May’s statement, as reported by the Guardian, goes as follows:

Since I came into office, the sole issue on which I have been required to make a decision is whether Mr McKinnon’s extradition to the United States would breach his human rights.

Mr McKinnon is accused of serious crimes. But there is also no doubt that he is seriously ill. He has Asperger’s syndrome, and suffers from depressive illness. The legal question before me is now whether the extent of that illness is sufficient to preclude extradition. 

After careful consideration of all of the relevant material, I have concluded that Mr McKinnon’s extradition would give rise to such a high risk of him ending his life that a decision to extradite would be incompatible with Mr McKinnon’s human rights.

I have therefore withdrawn the extradition order against Mr McKinnon. It will now be for the director of public prosecutions to decide whether Mr McKinnon has a case to answer in a UK court.

The news was of obvious relief to McKinnon’s family who have campaigned for 10 long years to get the extradition overturned. McKinnon was accused of hacking into 97 US military and NASA computers between February 2001 and March 2002. It has been called the “biggest military computer hack of all time” and exposed huge security flaws in the country’s computer systems. For the crime, he was set to rot in a US jail cell for as long as 60 years. In recent days some have said that hackers like this should be used to the US’s advantage instead of being punished with the expertise going to waste.

McKinnon’s case could be a ray of light to another man the US is after – TVShack.net founder Richard O’Dwyer – and the changes to extradition law that McKinnon’s case has brought to the fore may limit the scope of the US trying to enforce its laws beyond its borders. The “forum bar”, which has been inserted into Britain’s convoluted extradition treaty with the US, means that if a person can be tried in the UK they will be. It also gives British courts power to “bar prosecution overseas if they believe it is in the interests of justice to do so”.

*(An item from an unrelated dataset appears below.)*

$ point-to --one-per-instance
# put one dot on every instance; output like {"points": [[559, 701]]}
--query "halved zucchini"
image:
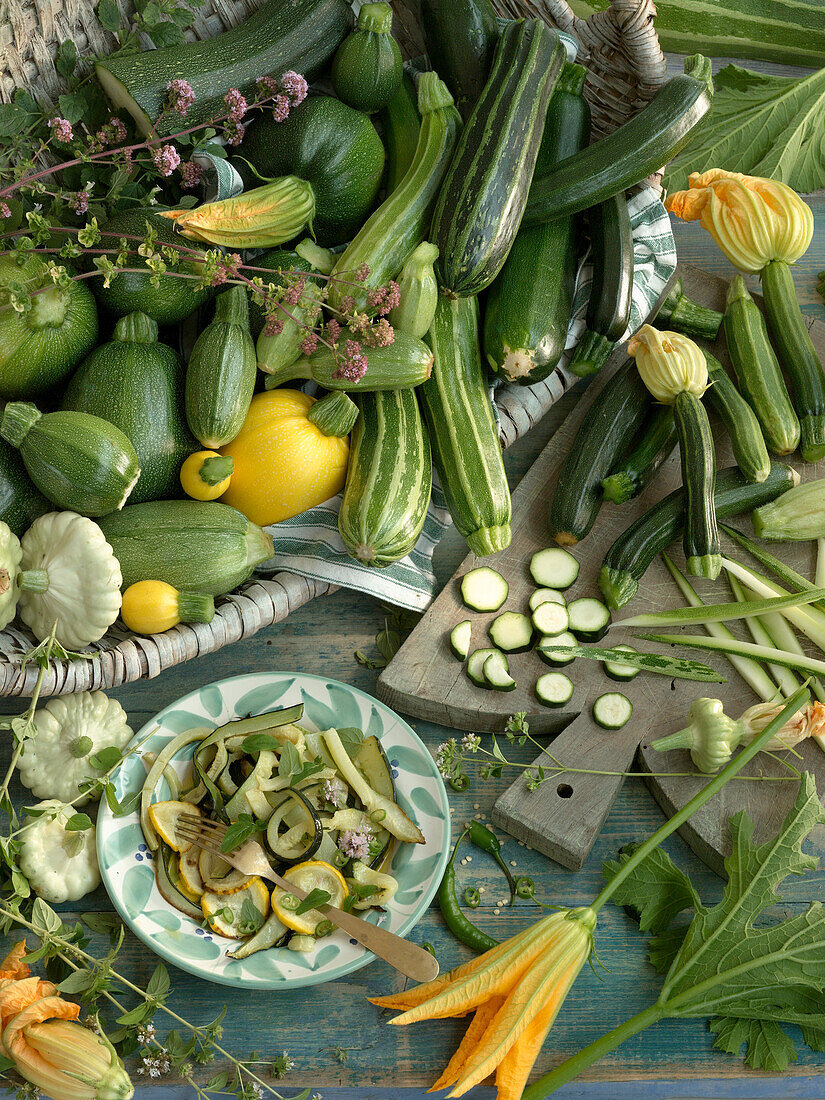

There have, of course, been no indications that O’Dwyer will kill himself and if it were the case it would have to join a line with the plethora of other complaints about his case. It includes the fact that computer servers were never located in the US and it comes after you take into consideration that O’Dwyer didn’t actually commit a crime. His site was a link aggregator that never hosted copyrighted content. Wikipedia founder Jimmy Wales is one that has come out in support of O’Dwyer and a petition was launched that gained hundreds of thousands of signatures. One of Wales’ main arguments is that convicting these types of people stifles online innovation.

McKinnon’s non-extradition is a good thing for those also fighting against US involvement in their cases – the “forum bar” in particular likely to be of help. Whether it will stop the US enforcing laws is so far unclear. Cases like this can only make their resolve weaker and that’s always a good thing.